If you want to generate the same random sample each time you use the TABLESAMPLE clause, you can specify the REPEATABLE option with a specified repeat_seed value. The REPEATABLE option causes a selected sample to be returned again. When REPEATABLE is specified with the same repeat_seed
value, SQL Server returns the same subset of rows, as long as no
changes have been made to the table. For example, the following query
uses repeat_seed of 1 and, in this case, returns 16,896 rows:
with sales_sample as
( select * from sales TABLESAMPLE (10 percent) repeatable (1) )
select count(*) as numrows from sales_sample
go
numrows
-----------
16896
When REPEATABLE is specified with a different repeat_seed value, SQL Server typically returns a different sample of the rows in the table.
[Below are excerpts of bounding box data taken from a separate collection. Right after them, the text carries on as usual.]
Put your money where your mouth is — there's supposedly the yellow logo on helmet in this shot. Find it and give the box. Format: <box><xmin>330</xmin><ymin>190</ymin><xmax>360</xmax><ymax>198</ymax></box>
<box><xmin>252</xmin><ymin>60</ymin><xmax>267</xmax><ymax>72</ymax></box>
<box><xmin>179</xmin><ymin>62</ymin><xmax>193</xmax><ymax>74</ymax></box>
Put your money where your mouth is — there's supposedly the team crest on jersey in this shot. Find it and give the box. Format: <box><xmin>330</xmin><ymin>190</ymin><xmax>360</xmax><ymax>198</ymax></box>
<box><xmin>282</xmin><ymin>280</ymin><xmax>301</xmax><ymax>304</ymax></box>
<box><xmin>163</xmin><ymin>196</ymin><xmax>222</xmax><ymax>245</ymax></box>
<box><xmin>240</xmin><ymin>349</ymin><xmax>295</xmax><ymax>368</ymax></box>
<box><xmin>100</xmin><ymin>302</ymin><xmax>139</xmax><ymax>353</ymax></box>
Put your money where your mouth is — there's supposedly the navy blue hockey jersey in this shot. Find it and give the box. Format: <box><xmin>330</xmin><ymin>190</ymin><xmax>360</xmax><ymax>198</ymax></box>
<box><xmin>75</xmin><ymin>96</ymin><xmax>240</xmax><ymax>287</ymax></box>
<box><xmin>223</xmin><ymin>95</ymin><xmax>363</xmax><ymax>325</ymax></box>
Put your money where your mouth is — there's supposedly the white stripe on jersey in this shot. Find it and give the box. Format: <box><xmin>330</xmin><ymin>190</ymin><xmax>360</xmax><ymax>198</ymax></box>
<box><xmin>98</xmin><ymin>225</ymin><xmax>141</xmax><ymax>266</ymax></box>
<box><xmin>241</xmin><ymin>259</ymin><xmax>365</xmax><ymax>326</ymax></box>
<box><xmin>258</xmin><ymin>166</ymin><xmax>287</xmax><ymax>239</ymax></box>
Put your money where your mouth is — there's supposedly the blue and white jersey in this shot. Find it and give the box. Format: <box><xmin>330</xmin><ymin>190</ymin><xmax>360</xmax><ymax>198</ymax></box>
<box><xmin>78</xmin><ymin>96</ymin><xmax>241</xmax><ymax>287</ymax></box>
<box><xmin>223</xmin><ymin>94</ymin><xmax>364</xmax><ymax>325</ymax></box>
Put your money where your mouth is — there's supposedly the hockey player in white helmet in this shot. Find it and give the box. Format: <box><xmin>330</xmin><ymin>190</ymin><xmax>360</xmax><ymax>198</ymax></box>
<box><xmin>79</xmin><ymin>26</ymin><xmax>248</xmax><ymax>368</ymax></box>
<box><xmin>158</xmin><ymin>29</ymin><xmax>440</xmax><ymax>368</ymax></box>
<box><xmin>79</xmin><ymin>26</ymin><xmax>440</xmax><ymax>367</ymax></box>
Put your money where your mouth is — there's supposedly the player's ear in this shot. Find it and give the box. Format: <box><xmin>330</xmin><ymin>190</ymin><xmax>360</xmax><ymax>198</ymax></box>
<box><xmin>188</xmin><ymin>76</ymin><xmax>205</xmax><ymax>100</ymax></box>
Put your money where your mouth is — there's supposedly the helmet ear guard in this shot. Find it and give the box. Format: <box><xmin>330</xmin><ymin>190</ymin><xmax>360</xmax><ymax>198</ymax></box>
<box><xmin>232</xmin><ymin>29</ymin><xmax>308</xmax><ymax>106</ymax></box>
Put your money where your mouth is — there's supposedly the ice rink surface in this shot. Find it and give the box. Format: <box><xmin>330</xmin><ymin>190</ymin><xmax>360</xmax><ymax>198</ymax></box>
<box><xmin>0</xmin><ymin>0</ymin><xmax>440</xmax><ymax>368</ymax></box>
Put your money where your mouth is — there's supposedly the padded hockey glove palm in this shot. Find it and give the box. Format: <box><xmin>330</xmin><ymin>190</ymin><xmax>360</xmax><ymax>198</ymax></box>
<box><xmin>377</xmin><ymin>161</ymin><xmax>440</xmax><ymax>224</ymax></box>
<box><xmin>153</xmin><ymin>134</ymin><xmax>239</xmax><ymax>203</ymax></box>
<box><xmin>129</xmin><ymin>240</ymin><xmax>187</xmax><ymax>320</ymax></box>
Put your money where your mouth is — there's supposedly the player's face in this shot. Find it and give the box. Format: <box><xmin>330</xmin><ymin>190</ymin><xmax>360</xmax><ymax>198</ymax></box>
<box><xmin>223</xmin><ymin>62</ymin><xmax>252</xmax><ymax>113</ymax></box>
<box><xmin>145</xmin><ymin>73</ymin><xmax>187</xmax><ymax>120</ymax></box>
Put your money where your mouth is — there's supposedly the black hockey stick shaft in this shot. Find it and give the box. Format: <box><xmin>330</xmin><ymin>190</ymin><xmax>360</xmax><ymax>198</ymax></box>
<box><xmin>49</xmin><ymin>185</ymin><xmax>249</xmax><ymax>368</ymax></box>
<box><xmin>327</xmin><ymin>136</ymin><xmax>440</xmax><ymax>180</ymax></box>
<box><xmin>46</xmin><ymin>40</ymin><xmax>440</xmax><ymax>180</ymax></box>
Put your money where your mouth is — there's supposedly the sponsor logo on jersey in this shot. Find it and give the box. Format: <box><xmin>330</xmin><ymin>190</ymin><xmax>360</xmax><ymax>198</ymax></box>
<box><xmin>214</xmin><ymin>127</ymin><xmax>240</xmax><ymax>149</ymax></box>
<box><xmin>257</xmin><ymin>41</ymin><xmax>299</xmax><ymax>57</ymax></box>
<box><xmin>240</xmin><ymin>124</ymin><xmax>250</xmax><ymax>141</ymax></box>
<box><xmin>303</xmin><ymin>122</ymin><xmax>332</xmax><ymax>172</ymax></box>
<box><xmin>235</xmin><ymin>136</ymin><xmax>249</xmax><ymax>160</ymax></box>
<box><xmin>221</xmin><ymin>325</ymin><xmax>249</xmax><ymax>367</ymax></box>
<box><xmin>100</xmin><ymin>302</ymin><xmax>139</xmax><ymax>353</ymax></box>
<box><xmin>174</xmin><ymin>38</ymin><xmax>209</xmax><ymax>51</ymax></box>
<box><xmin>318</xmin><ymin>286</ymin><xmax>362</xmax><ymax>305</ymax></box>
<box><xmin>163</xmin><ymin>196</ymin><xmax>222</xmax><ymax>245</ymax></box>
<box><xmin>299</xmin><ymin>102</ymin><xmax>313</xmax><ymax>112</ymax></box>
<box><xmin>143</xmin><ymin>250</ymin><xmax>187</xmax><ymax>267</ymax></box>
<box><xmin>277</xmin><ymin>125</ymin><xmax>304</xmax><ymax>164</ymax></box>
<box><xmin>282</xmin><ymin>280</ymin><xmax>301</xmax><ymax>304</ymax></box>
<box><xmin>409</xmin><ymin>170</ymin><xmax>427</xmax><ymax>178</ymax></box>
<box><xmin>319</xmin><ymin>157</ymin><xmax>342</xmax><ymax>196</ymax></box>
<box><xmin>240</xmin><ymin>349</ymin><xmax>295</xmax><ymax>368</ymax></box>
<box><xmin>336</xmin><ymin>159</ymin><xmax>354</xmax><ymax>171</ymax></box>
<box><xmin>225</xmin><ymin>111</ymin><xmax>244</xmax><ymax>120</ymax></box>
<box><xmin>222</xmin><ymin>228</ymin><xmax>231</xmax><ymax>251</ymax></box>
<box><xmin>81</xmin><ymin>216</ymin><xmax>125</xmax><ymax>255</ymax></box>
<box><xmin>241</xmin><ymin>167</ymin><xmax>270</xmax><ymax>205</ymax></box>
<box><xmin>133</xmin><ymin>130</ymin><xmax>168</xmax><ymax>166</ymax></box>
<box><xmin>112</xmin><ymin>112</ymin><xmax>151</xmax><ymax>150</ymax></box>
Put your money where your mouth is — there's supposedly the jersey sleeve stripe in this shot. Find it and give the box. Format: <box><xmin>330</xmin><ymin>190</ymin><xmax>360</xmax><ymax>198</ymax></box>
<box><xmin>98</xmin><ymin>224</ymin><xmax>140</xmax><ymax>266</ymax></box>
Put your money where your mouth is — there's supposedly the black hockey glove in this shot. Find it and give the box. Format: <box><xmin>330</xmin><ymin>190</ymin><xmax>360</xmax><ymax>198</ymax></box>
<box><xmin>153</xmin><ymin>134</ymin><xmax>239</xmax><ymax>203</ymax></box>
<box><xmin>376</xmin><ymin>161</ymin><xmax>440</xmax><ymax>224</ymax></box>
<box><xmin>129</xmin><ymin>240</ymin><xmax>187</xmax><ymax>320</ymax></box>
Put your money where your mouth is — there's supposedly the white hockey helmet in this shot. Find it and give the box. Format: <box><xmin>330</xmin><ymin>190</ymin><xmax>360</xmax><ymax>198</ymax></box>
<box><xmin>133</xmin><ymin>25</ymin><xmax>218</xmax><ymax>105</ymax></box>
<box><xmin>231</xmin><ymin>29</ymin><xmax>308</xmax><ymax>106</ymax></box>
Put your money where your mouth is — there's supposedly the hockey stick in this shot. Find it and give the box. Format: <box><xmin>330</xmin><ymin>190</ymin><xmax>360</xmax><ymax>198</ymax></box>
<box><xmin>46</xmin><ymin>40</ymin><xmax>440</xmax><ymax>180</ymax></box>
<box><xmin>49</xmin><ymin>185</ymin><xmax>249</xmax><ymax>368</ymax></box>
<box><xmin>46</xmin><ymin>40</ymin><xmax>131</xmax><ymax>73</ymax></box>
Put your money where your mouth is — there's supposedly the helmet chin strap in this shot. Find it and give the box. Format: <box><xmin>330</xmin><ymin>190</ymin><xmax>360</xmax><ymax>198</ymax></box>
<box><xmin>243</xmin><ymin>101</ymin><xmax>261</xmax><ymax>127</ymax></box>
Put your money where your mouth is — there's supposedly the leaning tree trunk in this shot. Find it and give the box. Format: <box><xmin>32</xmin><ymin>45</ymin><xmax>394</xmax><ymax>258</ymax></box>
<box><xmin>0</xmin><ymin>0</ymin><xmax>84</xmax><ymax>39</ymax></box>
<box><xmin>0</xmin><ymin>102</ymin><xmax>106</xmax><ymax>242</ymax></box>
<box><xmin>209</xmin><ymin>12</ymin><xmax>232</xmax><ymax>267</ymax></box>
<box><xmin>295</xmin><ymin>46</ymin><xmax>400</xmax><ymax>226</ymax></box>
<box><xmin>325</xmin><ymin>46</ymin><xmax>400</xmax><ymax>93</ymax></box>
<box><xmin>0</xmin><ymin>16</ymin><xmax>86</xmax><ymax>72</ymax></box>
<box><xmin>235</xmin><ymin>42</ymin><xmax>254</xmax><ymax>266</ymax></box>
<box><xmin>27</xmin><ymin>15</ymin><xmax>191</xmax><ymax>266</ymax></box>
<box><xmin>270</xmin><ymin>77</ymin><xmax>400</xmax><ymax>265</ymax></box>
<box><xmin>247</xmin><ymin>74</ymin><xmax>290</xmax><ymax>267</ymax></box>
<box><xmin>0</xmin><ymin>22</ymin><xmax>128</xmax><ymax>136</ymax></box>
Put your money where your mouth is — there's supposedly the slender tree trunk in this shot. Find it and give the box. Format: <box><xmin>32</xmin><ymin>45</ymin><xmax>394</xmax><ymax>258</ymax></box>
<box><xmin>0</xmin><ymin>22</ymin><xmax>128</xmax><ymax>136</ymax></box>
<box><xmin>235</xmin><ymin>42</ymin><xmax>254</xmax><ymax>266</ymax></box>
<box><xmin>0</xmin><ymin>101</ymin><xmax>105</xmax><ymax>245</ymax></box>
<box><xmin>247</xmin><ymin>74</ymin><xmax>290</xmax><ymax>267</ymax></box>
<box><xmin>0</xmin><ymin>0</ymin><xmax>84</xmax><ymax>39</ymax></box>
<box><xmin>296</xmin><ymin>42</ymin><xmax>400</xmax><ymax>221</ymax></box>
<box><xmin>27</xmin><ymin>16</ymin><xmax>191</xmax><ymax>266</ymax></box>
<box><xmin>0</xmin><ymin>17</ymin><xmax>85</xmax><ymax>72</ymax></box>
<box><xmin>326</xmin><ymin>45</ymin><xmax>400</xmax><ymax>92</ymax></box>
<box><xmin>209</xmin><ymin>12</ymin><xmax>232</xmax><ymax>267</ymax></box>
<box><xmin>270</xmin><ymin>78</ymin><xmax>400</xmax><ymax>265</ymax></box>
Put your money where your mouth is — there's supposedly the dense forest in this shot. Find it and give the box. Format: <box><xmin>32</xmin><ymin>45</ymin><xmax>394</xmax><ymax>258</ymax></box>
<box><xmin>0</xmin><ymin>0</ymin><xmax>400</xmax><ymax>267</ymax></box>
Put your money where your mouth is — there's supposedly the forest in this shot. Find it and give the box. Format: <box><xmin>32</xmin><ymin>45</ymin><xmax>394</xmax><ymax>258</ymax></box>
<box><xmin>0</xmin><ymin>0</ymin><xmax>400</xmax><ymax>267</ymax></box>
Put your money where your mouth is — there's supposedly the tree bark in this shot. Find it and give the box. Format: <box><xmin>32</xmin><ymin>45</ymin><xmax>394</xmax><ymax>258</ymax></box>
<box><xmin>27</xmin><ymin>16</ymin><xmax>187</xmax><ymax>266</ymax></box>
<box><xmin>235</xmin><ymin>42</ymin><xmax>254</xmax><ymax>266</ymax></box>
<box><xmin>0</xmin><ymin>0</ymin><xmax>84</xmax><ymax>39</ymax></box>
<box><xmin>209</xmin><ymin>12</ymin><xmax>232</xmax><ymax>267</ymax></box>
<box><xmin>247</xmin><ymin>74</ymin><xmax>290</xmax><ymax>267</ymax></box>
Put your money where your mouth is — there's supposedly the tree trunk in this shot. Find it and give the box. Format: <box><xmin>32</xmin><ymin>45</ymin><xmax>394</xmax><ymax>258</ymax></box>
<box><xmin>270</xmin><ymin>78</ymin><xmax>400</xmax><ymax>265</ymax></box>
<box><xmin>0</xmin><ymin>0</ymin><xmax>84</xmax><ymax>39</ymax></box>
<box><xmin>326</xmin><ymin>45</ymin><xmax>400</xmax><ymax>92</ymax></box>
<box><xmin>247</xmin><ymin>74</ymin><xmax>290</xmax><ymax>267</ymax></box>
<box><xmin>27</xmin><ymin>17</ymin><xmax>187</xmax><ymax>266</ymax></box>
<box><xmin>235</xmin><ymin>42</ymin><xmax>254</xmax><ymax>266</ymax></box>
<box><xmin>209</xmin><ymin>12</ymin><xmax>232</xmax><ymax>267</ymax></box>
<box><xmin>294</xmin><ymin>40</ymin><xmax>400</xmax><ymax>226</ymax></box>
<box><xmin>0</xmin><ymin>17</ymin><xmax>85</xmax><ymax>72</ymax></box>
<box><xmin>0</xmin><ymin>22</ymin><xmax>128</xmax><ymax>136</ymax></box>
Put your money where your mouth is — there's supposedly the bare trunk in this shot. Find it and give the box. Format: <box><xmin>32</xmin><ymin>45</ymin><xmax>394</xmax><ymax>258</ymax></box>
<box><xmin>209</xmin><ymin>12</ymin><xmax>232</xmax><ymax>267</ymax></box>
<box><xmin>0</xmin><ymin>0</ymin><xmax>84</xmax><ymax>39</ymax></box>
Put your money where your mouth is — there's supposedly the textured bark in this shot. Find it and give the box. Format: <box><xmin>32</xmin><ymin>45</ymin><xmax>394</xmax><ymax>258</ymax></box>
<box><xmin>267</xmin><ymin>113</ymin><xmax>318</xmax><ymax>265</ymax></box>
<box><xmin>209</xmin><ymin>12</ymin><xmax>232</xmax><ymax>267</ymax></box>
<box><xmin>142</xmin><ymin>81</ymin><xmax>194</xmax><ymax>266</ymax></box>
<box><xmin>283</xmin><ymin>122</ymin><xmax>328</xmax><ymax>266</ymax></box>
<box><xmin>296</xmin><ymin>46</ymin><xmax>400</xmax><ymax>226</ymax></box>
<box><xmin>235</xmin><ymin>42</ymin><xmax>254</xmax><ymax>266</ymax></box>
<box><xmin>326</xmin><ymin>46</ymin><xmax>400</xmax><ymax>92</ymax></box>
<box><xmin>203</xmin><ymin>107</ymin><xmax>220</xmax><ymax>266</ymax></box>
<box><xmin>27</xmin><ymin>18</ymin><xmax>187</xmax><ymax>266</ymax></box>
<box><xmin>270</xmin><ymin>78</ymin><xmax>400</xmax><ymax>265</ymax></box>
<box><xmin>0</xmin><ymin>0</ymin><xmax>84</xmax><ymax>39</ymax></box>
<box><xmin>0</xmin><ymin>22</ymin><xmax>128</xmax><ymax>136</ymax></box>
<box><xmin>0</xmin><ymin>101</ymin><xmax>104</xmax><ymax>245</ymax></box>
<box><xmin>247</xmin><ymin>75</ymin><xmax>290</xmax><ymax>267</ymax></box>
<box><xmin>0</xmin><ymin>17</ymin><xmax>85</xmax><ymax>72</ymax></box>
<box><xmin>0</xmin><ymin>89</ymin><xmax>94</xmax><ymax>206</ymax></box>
For example, the following query uses repeat_seed of 2 and gets a different set and number of rows:
with sales_sample as
( select * from sales TABLESAMPLE (10 percent) repeatable (2) )
select count(*) as numrows from sales_sample
go
numrows
-----------
19856
Running the query again with repeat_seed of 1 returns the same result rows as previously:
with sales_sample as
( select * from sales TABLESAMPLE (10 percent) repeatable (1) )
select count(*) as numrows from sales_sample
go
numrows
-----------
16896
The types of actions that are considered changes and could affect the repeatability of the TABLESAMPLE
results include inserts, updates, deletes, index rebuilding, index
defragmenting, restoration of a database, and attachment of a database.
You can use other
techniques to request random data samples, but most of those techniques
require scanning the entire table, which can be time-consuming and I/O
intensive for very large tables. Using TABLESAMPLE
for a specific table limits the Query Optimizer to performing table
scans only on that table, but physical I/Os are performed only on the
actual sampled pages included in the result set. Because of this, using TABLESAMPLE is usually a faster way of generating a random sampling of your data.